TIM PSMS di final, gagal menjadi juara Piala Marah Halim (PMH),
ketika Jumat pekan lalu, dikalahkan Korea Selatan 3-1. 35 ribu
pengunjung yang memadati Stadion Teladan, Medan, kecewa.
Beberapa penonton melampiaskan perasaannya dengan melempar batu
dan plastik bekas minuman. Bahkan ada juga yang membakar kertas.
Pernah juara ketika turnamen ini diadakan pertama kali tahun
1972 dan tahun berikutnya, PSMS yang pernah punya nama harum itu
tak pernah menempati tempat pertama lagi sampai kejuaraan ke-12
yang berakhir minggu lampau. PSMS, seperti luga ke)uaraannya
yang memakai nama bekas gubernur Sum-Ut itu kian lama
kualitasnya semakin merosot. "Sampai kejuaraan ke-enam kualitas
turnamen ini tinggi. Tapi setelah itu menurun," kata Wahab Abdy,
56 tahun, ketua Panitia Pelaksana PMH.
Hampir pada setiap kejuaraan, turnamen yang diakui Federasi
Sepakbola Asia (AFC) itu diikuti paling sedikit enam tim dalam
negeri dan enam kesebelasan dari luar negeri. Bahkan tahun 1975,
kejuaraan itu dimeriahkan oleh delapan tim luar negeri dari 14
tim yang turut serta. Tiga tahun kemudian pesertanya merosot
menjadi hanya lima tim luar negeri dari sembilan tim yang turut
bertanding.
Dalam kejuaraan PMH yang baru selesai ini, hanya empat tim dari
luar negeri dari tujuh tim yang masih mau bertanding. Itu pun,
kesebehsan dari Jerman Barat yang memang harus diundang karena
juara tahun lalu, hadir dengan tim lain yang terdiri dari pemain
rongsokan. Menurut Wahab Abdy, tim Jer-Bar yang pemainnya
dipungut dari berbagai klub yang sudah tersisih dari kompetisi
itu, datang dari tempat yang tak ketahuan asalnya.

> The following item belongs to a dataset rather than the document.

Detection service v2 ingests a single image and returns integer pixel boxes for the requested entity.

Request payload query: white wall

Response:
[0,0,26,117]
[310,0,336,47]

Kecuali beberapa syarat, antara lain, tim yang diundang
sedikitnya harus juara amatir di negerinya, tampak belum ada
persyaratan negara yang diharapkan hadir dalam PMH. Pernah
diundang Vietnam dan Kampuchea. Bahkan dari Eropa pernah datang
Islandia. Menurut Wahab Abdy, ini disengaja. Turnamen yang
setiap tahunnya berlangsung bulan April itu, katanya, harus kaya
dengan berbagai gaya sepakbola yang ada di dunia. "Jangan heran
kalau suatu ketika Qatar, atau Nigeria yang kita undang. Meriah
kan," katanya lagi.
Pentapat ini dibenarkan Kamarudin Panggabean, arsitek turnamen
PMH yang kini masih menjadi pengurus Yayasan Marah Halim. "Gaya
permainan mereka bisa dipelajari. Mana yang baik bisa kita
pakai. Kalau tim yang diundang hanya dari Asia, bisa
membosankan," katanya.
Namun tentu saja lebih membosankan bila ternyata tim yang sudah
diundang jauh-jauh itu kualitasnya seperti kesebelasan dari
Jerman Barat kali ini. Sekalipun sudah diharapkan agar tim yang
datang mesti yang bagus, tak jarang panitia PMH terpaksa
menerima kesebelasan yang tidak sesuai dengan permintaan.
"Ibarat membeli kucing dalam karung," kata Wahab Abdy lagi.
Apakah turnamen yang semakin merosot itu masih perlu
dilanjutkan? "Siapa pun penyelenggaranya, pokoknya jalan terus,"
kata Kamarudin. Syaratnya, katanya, tim yang diundang harus
memiliki mutu yang baik, dan biaya penyelenggaraan harus
tertutup dari hasil penjualan tiket - karena panitia harus
menanggung biaya mendatangkan peserta dari dalam dan luar
negeri, termasuk uang saku.
Menurut catatan, hampir setiap tahun panitia untung. Bahkan
tahun 1981, untung ebih Rp 64 juta. Sementara tahun lalu rugi
lebih Rp 83 juta karena kejuaraan PMH bersamaan dengan
berlangsungnya turnamen Piala Dunia di Spanyol. Sedangkan tahun
ini, turnamen yang menghabiskan Rp 160 juta itu, belum ketahuan
untung ruginya. Sementara mutu melorot terus.